Besides this specific example, some things that many of these large, “shopping” focused sites can be very cognizant of to not get outdone by the smaller, topically relevant competitors in their space:

  • Use only one top-level navigational element: If HSN links to “Jewelry”, “Fashion”, and etc in their masthead navigation, they should be very aware to not do so again in the side navigation. Although it might slightly improve UX in some places, the offset in LDA drop will not be worth it.
  • Be very deliberate in creating page-level anchors for side navigation elements. If possible, modify your sidebar on a page-by-page basis to match the topical relevancy on page. If that’s not possible, at very least create very strong vertical-specific internal anchors on the sidebar.
  • Eliminate content fluff. Each of these shopping sites have to be extremely “lean” – eliminating any elements that don’t measurably improve user experience, especially if they also hurt the focus on-page. The actual written content must be heavy in keyword-specific terms, and not wander into more casual language.
  • Remove the footer where necessary. On websites like SEOMoz, the footer isn’t something that’s going to hurt their scores page-to-page – mostly because they do a good job of including search-specific terms. On sites like HSN, though, the footer is completely irrelevant and only serves to dilute the page theme. If your site has a minimalistic footer with little text, keeping it may offset the minimal negation it takes away from your page-to-page LDA score – so always weigh these factors when deciding whether or not to include it on your page.

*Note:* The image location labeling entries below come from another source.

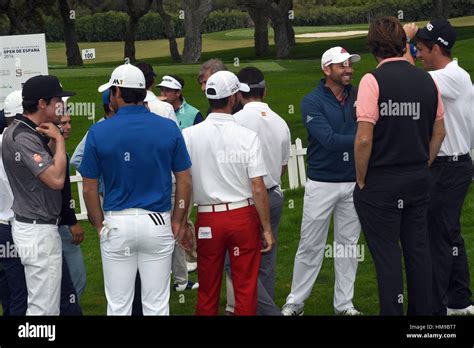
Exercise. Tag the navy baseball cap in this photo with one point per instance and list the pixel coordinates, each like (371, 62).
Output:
(439, 31)
(44, 87)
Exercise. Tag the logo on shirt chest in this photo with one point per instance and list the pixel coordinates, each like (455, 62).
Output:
(404, 109)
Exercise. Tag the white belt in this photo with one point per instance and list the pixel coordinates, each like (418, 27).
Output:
(131, 211)
(216, 208)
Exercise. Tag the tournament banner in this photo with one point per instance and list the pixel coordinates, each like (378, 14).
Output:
(21, 57)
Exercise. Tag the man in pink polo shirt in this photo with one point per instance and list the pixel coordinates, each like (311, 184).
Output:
(400, 131)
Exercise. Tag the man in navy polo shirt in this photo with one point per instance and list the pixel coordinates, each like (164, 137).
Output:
(136, 162)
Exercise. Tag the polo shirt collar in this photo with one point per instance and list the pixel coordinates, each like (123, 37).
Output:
(182, 106)
(132, 109)
(254, 104)
(326, 89)
(220, 117)
(26, 120)
(393, 59)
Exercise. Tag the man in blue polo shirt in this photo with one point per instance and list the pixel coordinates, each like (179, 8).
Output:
(136, 161)
(328, 115)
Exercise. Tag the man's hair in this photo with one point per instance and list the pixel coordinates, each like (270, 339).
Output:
(387, 38)
(130, 95)
(430, 44)
(213, 66)
(107, 109)
(252, 76)
(218, 103)
(31, 106)
(148, 72)
(181, 81)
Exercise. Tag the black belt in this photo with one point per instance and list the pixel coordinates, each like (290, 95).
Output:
(37, 221)
(273, 188)
(453, 159)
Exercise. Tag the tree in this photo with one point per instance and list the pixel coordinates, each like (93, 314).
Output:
(441, 9)
(136, 9)
(258, 11)
(70, 39)
(169, 31)
(279, 12)
(22, 11)
(195, 12)
(289, 27)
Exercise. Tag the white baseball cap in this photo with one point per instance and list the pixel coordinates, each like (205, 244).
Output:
(13, 104)
(337, 55)
(223, 84)
(127, 76)
(170, 82)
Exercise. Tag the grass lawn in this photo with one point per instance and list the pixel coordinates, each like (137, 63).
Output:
(288, 81)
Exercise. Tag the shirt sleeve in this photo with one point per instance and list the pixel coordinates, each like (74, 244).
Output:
(367, 107)
(256, 165)
(318, 127)
(68, 215)
(90, 165)
(440, 109)
(171, 114)
(198, 119)
(180, 160)
(76, 158)
(447, 84)
(32, 153)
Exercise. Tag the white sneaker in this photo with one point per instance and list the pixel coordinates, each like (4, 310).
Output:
(190, 285)
(469, 310)
(292, 309)
(349, 312)
(191, 266)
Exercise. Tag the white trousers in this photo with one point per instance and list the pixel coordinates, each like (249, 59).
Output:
(39, 247)
(131, 240)
(321, 200)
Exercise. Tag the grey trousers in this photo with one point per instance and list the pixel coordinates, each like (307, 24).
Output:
(181, 257)
(266, 278)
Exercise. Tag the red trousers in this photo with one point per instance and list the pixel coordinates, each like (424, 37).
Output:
(236, 231)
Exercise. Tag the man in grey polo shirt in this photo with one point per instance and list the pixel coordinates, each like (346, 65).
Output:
(34, 156)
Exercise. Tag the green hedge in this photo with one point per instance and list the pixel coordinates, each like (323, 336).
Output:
(349, 12)
(111, 26)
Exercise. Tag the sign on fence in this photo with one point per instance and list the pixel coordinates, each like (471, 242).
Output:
(21, 57)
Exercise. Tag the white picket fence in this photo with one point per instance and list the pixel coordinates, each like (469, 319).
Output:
(296, 165)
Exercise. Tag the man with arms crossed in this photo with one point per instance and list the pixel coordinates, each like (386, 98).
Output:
(400, 131)
(36, 175)
(328, 115)
(450, 172)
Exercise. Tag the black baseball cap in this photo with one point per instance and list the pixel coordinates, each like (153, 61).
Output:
(439, 31)
(44, 87)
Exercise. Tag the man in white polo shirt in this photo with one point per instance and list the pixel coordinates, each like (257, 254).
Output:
(274, 135)
(227, 172)
(450, 172)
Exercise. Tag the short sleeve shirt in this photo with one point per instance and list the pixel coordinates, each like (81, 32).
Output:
(135, 152)
(25, 156)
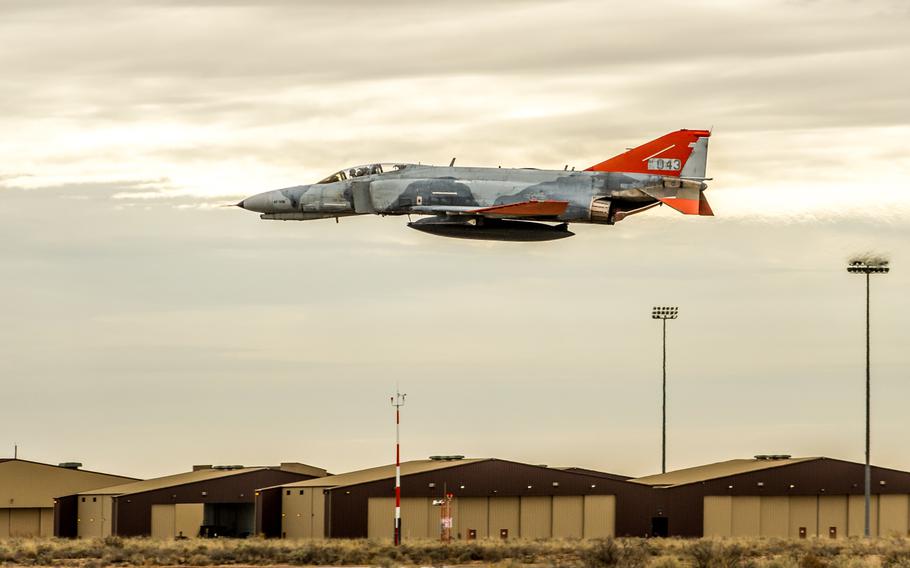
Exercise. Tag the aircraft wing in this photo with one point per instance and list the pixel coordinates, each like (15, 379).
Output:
(523, 209)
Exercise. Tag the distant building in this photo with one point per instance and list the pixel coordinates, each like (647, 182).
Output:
(775, 496)
(27, 491)
(208, 501)
(491, 498)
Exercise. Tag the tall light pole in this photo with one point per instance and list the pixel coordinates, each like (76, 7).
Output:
(868, 267)
(397, 402)
(664, 313)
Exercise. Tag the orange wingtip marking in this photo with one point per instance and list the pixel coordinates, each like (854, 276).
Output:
(704, 208)
(542, 208)
(685, 206)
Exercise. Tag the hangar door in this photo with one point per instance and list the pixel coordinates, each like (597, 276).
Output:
(419, 518)
(182, 519)
(93, 519)
(823, 516)
(26, 522)
(21, 522)
(588, 516)
(303, 513)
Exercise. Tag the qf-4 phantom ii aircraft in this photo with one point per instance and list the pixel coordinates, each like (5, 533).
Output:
(506, 204)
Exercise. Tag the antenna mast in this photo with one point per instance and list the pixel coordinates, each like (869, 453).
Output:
(398, 402)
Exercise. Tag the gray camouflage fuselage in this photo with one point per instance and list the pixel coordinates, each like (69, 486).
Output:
(593, 197)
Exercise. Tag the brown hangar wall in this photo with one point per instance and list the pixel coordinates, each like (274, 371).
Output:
(347, 507)
(683, 505)
(28, 492)
(132, 514)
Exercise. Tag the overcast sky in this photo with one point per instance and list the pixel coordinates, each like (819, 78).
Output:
(146, 329)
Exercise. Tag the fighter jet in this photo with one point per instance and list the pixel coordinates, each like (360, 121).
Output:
(507, 204)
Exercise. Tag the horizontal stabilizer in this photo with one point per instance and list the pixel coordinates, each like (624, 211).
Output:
(698, 206)
(685, 196)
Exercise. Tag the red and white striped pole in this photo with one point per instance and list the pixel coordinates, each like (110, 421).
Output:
(398, 402)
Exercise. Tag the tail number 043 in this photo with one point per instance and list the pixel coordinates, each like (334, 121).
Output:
(664, 164)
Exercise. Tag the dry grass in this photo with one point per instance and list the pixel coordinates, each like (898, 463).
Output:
(631, 553)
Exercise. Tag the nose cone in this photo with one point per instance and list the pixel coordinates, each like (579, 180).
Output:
(259, 203)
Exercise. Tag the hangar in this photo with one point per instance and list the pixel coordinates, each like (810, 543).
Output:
(208, 501)
(491, 498)
(27, 491)
(776, 496)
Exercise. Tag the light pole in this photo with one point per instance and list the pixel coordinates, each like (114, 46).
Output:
(397, 402)
(664, 313)
(868, 267)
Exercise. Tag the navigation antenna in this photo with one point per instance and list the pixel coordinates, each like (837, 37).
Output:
(397, 402)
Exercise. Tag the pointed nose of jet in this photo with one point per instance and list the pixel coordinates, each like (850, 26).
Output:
(258, 203)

A Case for MayDay and a Disclaimer

If you at all remember the MayDay update – and if you’re a serious SEO, you do – you remember the apocalyptic situation where many enterprise-level sites lost much of their long tail traffic.

If we think about the above situation – how these sites were impacted – and the recent discovery of LDA – there seems to be some inference that perhaps, during this infamous period, LDA was increased/implemented as a ranking factor. Suddenly, subpar, third-tier content pages on these massive sites began dropping back.

Many were the above-mentioned types of websites, which had the two following characteristics:

  1. Poor, barely passable content deep on the website
  2. Need for advanced siloing

These kinds of pages, whose content creation was probably cheaply outsourced to uncaring, unknowledgeable 3rd parties, frequently suffered. On the top level pages where content was stronger and link building was heavier, it wasn’t so much the case. Some domains weren’t so heavily affected, despite their massive size – and it seems possible that these domains may have been the beneficiaries of accidental LDA.

This is only an inference, and of course, I have no data to prove it, but there seems to be some connection there, if only from an opinionated person close to the situation.

As it pertains to the earlier recommendation, please note that it is not clear how much LDA itself, on one page, can offset other thematic factors of your website. It seems likely that some information about your website passes from thematic relevancy from incoming links, and the entire body of content your website presents. How much this factors in is hard to tell, and might have even changed by the time you finish reading this post.

Despite this disclaimer, I still think the main point remains: Keeping your page-to-page topical relevancy as laser-focused as possible is absolutely required when your website requires advanced siloing - especially in competitive niches.

Good luck – and let a high LDA score be with you.